A Poisson basis theorem for symmetric algebras of infinite-dimensional Lie algebras

TL;DR

This paper establishes conditions under which the symmetric algebra of certain infinite-dimensional Lie algebras satisfies the ascending chain condition on Poisson ideals, with applications to graded simple Lie algebras and the Virasoro algebra.

Contribution

It introduces the Dicksonian condition on graded Lie algebras and proves that it ensures the ACC on radical Poisson ideals in their symmetric algebras.

Findings

Symmetric algebra of Dicksonian graded Lie algebras satisfies ACC on radical Poisson ideals.

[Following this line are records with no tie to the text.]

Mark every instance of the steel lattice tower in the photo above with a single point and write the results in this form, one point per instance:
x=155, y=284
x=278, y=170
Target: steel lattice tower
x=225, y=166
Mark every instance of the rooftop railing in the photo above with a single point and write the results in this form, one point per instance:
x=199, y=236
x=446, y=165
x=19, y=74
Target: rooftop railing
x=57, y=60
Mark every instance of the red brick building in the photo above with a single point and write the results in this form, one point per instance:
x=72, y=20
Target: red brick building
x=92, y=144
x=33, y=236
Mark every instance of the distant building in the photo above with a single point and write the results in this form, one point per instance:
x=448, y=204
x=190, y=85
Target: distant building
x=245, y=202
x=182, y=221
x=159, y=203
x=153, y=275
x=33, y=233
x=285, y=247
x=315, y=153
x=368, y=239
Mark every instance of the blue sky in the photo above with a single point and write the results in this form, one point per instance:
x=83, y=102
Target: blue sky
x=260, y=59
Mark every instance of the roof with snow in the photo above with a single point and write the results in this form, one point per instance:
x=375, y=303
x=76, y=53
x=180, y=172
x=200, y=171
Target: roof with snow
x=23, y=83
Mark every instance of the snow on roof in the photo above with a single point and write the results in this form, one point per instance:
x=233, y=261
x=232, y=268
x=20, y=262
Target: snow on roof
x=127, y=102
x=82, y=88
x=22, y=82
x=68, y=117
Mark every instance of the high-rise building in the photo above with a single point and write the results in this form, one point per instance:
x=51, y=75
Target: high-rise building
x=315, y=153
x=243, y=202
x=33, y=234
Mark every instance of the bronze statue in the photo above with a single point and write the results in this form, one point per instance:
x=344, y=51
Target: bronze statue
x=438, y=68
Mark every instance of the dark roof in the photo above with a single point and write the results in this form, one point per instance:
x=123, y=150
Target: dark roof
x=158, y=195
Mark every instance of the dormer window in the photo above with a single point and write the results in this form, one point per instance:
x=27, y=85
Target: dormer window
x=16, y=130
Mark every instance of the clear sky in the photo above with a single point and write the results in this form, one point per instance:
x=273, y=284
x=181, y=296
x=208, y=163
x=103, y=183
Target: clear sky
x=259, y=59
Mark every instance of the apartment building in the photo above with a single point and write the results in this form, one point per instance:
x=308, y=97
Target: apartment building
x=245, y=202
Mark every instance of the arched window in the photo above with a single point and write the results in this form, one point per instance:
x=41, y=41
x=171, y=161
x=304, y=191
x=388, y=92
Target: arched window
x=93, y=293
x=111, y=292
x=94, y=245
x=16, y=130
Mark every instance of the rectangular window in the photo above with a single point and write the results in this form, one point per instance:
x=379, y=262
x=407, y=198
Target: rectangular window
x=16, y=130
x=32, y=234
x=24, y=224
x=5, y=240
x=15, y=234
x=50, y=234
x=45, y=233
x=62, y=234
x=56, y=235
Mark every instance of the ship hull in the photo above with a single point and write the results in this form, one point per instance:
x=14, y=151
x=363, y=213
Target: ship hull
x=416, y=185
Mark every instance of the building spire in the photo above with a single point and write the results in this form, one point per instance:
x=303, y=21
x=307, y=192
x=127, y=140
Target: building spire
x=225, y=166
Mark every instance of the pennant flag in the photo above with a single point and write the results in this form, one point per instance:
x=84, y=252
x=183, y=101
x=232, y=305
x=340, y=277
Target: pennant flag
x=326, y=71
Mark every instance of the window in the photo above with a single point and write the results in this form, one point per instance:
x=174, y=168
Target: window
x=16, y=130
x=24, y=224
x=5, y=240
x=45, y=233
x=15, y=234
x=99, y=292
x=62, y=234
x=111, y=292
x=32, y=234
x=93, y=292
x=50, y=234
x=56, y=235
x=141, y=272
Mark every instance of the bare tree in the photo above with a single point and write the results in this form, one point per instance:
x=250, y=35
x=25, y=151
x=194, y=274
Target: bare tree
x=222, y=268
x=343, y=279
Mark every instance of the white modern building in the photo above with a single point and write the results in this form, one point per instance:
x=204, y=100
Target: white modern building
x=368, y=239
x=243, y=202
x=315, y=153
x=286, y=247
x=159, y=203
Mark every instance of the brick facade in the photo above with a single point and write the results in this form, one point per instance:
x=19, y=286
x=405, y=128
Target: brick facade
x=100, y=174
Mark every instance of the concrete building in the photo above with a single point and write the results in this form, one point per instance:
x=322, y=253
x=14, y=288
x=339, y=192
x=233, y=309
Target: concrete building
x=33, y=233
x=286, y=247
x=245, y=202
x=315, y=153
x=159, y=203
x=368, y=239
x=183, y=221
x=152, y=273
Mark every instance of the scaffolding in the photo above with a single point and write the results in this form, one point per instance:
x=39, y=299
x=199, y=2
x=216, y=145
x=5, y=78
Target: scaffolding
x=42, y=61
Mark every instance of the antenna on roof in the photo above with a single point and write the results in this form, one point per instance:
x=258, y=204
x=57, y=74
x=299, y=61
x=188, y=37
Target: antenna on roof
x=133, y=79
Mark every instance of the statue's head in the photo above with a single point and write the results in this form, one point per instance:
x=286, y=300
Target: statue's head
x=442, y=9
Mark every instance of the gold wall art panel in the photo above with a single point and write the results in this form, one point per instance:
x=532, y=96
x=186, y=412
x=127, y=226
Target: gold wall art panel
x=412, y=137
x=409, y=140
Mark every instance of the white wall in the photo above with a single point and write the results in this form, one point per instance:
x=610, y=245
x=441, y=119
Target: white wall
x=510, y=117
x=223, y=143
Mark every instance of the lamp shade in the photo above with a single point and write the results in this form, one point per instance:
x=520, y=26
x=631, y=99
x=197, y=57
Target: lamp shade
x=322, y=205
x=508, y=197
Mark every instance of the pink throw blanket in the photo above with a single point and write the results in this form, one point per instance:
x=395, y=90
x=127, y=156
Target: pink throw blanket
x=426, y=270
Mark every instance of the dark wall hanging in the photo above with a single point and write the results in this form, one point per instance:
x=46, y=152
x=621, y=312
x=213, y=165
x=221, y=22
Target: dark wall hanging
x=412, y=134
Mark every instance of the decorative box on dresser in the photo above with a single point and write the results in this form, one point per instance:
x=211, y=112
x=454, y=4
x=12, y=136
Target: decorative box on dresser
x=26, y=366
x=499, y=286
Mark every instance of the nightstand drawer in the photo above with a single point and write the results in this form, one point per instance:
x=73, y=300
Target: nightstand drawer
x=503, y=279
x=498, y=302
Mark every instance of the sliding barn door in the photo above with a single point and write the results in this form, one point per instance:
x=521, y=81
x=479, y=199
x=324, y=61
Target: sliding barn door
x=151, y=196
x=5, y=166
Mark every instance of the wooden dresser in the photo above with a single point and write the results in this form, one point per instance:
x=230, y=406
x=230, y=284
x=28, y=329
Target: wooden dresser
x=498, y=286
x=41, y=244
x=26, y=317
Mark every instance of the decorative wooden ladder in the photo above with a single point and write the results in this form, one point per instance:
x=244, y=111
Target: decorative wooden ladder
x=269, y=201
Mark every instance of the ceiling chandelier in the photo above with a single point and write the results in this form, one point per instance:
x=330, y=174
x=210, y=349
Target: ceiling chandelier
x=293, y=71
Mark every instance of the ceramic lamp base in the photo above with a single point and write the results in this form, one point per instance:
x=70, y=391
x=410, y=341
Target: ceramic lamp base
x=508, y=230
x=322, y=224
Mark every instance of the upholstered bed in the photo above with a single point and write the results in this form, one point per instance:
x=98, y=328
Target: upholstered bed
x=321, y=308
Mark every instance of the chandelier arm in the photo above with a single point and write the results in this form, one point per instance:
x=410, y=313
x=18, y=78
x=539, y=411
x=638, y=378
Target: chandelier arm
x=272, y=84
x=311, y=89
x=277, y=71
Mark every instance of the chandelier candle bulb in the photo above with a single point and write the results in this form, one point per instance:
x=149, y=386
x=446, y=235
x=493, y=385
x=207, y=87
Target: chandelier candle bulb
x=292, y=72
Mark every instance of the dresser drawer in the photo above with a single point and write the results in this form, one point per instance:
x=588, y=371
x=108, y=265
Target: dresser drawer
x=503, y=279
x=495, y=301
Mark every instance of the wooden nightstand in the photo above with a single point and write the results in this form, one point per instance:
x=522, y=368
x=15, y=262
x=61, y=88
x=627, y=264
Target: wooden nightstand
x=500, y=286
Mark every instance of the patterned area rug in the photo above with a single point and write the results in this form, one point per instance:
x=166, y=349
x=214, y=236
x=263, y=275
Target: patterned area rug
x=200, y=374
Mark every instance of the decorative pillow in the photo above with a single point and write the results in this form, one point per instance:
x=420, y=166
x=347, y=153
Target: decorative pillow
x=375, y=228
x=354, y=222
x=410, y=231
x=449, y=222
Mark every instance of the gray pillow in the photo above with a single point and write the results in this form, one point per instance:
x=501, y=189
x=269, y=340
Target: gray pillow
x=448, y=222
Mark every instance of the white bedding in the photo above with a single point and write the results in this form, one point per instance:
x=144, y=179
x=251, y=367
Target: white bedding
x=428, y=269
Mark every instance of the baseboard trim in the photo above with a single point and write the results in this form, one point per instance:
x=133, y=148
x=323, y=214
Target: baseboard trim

ACC holds for symmetric algebra of graded simple Lie algebras of polynomial growth.

ACC also applies to the symmetric algebra of the Virasoro algebra.

Abstract

We consider when the symmetric algebra of an infinite-dimensional Lie algebra, equipped with the natural Poisson bracket, satisfies the ascending chain condition (ACC) on Poisson ideals. We define a combinatorial condition on a graded Lie algebra which we call Dicksonian because it is related to Dickson's lemma on finite subsets of $\mathbb N^k$. Our main result is: Theorem. If $\mathfrak g$ is a Dicksonian graded Lie algebra over a field of characteristic zero, then the symmetric algebra $S(\mathfrak g)$ satisfies the ACC on radical Poisson ideals. As an application, we establish this ACC for the symmetric algebra of any graded simple Lie algebra of polynomial growth over an algebraically closed field of characteristic zero, and for the symmetric algebra of the Virasoro algebra. We also derive some consequences connected to the Poisson primitive spectrum of finitely Poisson-generated algebras.